SAN GIUSEPPE NELL'ARTE




  LE TRAPPOLE PER TOPI SUL TAVOLO DI SAN GIUSEPPE
Lo sguardo indagatore di Robert Campin
(Maria Gloria Riva, La Santa Crociata in onore di San Giuseppe, 6/2014, p. 30)


Entriamo nella bottega di San Giuseppe grazie allo sguardo indagatore di Robert Campin, artista fiammingo del XV secolo. La bottega è ritratta nello sportello di destra del suo Trittico di Mérode. Il desco appare così inclinato, nella sua prospettiva, da dare l'impressione di volersi rovesciare. Siamo così costretti a guardare gli strumenti da lavoro di san Giuseppe: tenaglie, martello, chiodi. Sono chiari riferimenti alla croce, supplizio sopra il quale morirà quel Figlio che sta per essergli dato. 
Nel pannello centrale del Trittico, infatti, è raffigurata l'Annunciazione della Vergine. 
Sul desco di Giuseppe, però, c'è un oggetto, che pur riconoscendolo, fatichiamo a comprenderne il senso. Si tratta di una trappola per topi. A ben vedere ci sono due trappole: una in via di costruzione e una seconda, in funzione, sul davanzale alla finestra. Il senso di un simbolo tanto bizzarro lo spiega Sant'Agostino (discorso 256): «Il diavolo ha esultato quando Cristo è morto, ma per la morte di Cristo, il diavolo è stato vinto, come se avesse ingoiato l'esca nella trappola per topi. La croce del Signore era una trappola per il diavolo, l'esca con cui è stato catturato era la morte del Signore». Ecco, dunque, l'ignaro Giuseppe fabbricare quell'elemento che sarà per l'uomo simbolo di liberazione: dov'è o morte la tua vittoria? - ripete instancabilmente l'Apostolo - Cristo ci ha liberato. Anche Lorenzo Lotto, in una delle sue natività, colloca la propria firma sopra una trappola per topi. Il topo, del resto, per la sua facilità riproduttiva e la rapidità del suo agire, è da sempre simbolo di lussuria e disonestà e, perciò stesso, simbolo del maligno.
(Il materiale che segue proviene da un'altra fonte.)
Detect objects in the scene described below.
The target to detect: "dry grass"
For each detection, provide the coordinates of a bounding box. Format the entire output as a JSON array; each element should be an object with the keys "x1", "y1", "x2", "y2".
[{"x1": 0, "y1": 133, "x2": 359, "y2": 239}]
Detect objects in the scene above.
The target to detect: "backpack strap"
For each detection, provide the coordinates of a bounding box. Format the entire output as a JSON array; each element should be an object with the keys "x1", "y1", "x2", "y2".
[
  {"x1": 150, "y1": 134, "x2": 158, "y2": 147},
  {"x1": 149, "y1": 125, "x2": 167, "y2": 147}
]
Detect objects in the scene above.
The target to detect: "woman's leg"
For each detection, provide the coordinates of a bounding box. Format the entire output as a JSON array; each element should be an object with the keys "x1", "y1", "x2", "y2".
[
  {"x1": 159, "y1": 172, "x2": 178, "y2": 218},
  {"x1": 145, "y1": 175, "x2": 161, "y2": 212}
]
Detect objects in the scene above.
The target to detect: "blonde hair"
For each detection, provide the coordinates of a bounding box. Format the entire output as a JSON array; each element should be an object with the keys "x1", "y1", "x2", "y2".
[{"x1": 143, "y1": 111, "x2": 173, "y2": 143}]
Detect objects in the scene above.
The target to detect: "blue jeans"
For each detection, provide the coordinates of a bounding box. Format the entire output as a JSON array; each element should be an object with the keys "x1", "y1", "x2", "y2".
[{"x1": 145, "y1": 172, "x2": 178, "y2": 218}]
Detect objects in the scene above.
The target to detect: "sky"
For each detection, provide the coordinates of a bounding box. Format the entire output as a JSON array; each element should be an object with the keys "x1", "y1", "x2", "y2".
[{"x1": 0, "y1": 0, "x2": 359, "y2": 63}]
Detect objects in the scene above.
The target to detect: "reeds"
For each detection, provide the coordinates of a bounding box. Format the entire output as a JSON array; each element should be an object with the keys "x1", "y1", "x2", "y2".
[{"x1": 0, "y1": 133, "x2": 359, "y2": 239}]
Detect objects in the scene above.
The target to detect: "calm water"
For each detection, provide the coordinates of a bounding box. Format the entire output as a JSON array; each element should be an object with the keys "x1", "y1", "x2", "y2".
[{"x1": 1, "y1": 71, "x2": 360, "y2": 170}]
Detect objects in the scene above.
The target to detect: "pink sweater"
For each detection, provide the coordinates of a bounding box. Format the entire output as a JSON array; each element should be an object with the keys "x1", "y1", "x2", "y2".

Fra il ricchissimo bestiario di Jeronimus Bosch, il topo compare sovente a significare l'ingannevole audacia del male. Nel giardino delle Delizie, un trittico che affronta proprio il tema del male, insinuatosi attraverso i progenitori nell'intera creazione, Bosh dipinge nel pannello centrale un curioso particolare. Un uomo, confinato dentro la bacca di una pianta carnivora (simbolo di lussuria), si trova a faccia a faccia, in un muto dialogo, con un topo: è l'uomo che si abbandona alla sue pulsioni sperimentando dentro di sé la presenza del Maligno. Tuttavia, mentre l'uomo si lascia ingannare dal tentatore, Cristo gioca il male sul suo stesso terreno. Il diavolo, infatti, ingannato dall'umanità del corpo di Cristo, addenta la preda, ma il veleno della vita, nascosto nella divinità di Cristo, lo ucciderà.
Così l'uomo medievale che ammiarava la placida bottega di san Giuseppe imparava a comprendere che la morte è stata vinta e che la penitenza quaresimale ci rende più consapevoli del prezzo di tale riscatto. Che sia proprio san Giuseppe a fabbricare quella trappola la quale, simbolicamente, sconfiggerà il maligno, è significativo. Il maligno non è onnipotente, è una creatura, dunque non siamo noi a doverlo temere, ma lui deve temere noi, per i quali Cristo ha dato tutto se stesso.